For about the last nine months, behind the scenes, I’ve been receiving pressure and threats aimed at forcing me either to shut down Noted Poker Authority or to make the vast majority of its content available for pay only (sounds ridiculous, I know). Up until now I’ve refused. But it’s become unpleasant and disruptive enough to me that I’m giving in. I’m not proud of it, but when I weighed my options this one made the most sense for me personally.

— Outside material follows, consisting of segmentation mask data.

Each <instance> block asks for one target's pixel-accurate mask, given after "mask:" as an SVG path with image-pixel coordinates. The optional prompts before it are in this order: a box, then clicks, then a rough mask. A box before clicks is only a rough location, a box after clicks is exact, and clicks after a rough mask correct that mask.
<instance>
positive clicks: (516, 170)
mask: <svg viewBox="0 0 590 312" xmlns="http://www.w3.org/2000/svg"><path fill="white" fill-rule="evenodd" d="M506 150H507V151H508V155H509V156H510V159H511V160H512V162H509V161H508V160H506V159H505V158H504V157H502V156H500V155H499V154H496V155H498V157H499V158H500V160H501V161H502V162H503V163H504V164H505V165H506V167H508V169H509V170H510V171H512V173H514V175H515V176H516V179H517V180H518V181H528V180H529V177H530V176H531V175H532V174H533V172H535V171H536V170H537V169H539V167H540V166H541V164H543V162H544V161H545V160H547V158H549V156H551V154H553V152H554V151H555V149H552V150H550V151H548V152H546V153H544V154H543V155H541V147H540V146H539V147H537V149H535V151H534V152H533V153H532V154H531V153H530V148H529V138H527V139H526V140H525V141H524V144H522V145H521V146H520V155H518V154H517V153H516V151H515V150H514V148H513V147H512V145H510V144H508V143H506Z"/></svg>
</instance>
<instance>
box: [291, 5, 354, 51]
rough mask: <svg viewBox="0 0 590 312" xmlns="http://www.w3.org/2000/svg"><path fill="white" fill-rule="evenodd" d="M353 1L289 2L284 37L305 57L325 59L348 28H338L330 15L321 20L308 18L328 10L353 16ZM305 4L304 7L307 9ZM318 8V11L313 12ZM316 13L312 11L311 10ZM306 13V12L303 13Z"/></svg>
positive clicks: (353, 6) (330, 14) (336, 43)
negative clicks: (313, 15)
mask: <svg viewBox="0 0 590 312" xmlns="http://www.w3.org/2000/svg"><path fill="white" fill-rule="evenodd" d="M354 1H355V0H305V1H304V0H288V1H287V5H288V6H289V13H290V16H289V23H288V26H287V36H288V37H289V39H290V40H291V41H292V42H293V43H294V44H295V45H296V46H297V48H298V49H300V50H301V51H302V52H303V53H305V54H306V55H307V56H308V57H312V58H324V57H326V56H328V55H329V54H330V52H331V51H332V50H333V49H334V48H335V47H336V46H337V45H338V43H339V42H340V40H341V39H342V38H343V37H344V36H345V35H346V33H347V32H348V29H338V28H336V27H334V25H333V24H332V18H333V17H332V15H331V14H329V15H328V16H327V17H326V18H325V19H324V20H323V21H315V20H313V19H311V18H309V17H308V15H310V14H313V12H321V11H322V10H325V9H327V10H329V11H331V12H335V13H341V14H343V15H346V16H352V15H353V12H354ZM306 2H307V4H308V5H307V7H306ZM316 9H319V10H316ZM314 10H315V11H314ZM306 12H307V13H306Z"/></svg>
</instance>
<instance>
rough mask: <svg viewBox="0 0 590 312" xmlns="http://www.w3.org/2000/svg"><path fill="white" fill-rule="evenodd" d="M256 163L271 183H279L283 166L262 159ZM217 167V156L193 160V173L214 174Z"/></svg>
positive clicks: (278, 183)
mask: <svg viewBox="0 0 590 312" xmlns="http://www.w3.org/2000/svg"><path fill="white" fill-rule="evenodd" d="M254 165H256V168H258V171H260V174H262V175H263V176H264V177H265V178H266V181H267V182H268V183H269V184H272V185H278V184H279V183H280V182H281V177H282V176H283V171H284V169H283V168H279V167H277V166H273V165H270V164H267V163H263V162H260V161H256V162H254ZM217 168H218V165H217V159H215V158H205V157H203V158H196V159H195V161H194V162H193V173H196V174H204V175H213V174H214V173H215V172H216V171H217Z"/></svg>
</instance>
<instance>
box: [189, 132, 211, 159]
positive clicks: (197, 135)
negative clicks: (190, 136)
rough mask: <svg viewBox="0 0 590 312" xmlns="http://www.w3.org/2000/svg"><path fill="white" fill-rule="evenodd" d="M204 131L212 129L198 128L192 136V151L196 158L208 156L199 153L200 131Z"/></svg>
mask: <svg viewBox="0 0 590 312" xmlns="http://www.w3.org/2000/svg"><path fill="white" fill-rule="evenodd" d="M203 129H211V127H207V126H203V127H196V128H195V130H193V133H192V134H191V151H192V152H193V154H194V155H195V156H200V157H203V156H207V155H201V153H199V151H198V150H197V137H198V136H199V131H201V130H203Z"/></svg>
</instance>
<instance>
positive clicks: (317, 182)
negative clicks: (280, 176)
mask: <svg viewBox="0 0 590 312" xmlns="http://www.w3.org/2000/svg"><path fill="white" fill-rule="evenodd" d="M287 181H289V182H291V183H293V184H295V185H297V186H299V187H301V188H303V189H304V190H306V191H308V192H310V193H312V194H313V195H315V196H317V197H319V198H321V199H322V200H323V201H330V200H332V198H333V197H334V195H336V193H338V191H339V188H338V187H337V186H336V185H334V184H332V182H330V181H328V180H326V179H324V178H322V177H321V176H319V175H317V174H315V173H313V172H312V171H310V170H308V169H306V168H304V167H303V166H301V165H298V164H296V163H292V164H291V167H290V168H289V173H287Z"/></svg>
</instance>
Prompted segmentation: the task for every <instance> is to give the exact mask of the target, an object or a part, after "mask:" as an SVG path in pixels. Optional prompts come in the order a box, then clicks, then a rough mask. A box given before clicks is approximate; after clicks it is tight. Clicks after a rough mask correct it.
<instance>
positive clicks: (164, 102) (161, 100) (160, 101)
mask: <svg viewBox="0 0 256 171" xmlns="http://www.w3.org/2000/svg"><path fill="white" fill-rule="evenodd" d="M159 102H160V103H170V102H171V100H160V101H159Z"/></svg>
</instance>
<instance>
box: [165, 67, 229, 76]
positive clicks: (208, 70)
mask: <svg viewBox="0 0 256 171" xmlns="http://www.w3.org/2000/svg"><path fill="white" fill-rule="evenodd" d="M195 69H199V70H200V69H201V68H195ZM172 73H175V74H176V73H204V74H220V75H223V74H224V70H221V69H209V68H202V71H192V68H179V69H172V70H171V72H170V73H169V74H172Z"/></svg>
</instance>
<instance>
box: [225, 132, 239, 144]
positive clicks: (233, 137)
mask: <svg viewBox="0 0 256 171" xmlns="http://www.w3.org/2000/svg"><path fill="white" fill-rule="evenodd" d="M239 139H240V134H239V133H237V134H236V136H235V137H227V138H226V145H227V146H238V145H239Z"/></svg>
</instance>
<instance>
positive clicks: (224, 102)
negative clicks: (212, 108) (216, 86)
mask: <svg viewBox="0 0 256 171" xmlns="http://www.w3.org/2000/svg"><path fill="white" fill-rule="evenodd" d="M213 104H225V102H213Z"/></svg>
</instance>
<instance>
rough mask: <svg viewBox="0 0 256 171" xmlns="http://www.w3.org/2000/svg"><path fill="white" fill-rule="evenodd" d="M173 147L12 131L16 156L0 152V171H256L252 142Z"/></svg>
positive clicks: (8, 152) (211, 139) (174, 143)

It's not really his fault, he's just a pawn in the hands of "those who control him".
I’m not happy with this solution, but to me it was basically either this or take the site down completely, so I’m going with this.



Tuesday, June 03, 2008

Value of a gambling operation

Whenever you see some TV report of a bust of a large drug or gambling operation you often hear some big number quoted as "street value" of the drugs or the "revenue" of the gambling operation. It's almost always some really big, really bogus number.

Some bookie who does a million dollars of business over a weekend isn't likely to seeing anything close to a million dollars. Almost all the bets he books are done on the books. He won't even collect half million from the losers to pay to the winners. Many of the winners had previous losses on the books so they aren't going to get paid anything for this weekends win. Many of of the losers will be allowed to carry this weeks loss over to next week.

But prosecutors like numbers like a million, it makes them sound important.

Also, federal sentencing guidelines used to allow them to seek longer sentences if they could invent really big numbers to describe the handle. A recent court decision seems to have changed that.

The Supreme Court says that judges have to take into account actual profits when determining the size of a gambling operation, not just look at some theoretical total cash flow. If state courts (and newspapers) would adopt the same thinking it would help a lot in reducing silly raids on private poker games. The way things are now a prosecutor can make a poker tournament look a lot bigger than it actually is by doing something really silly like counting the denomination of chips on the table.

I doubt that this court decision will actually change how local prosecutors try to manipulate local news stories, but it's a start.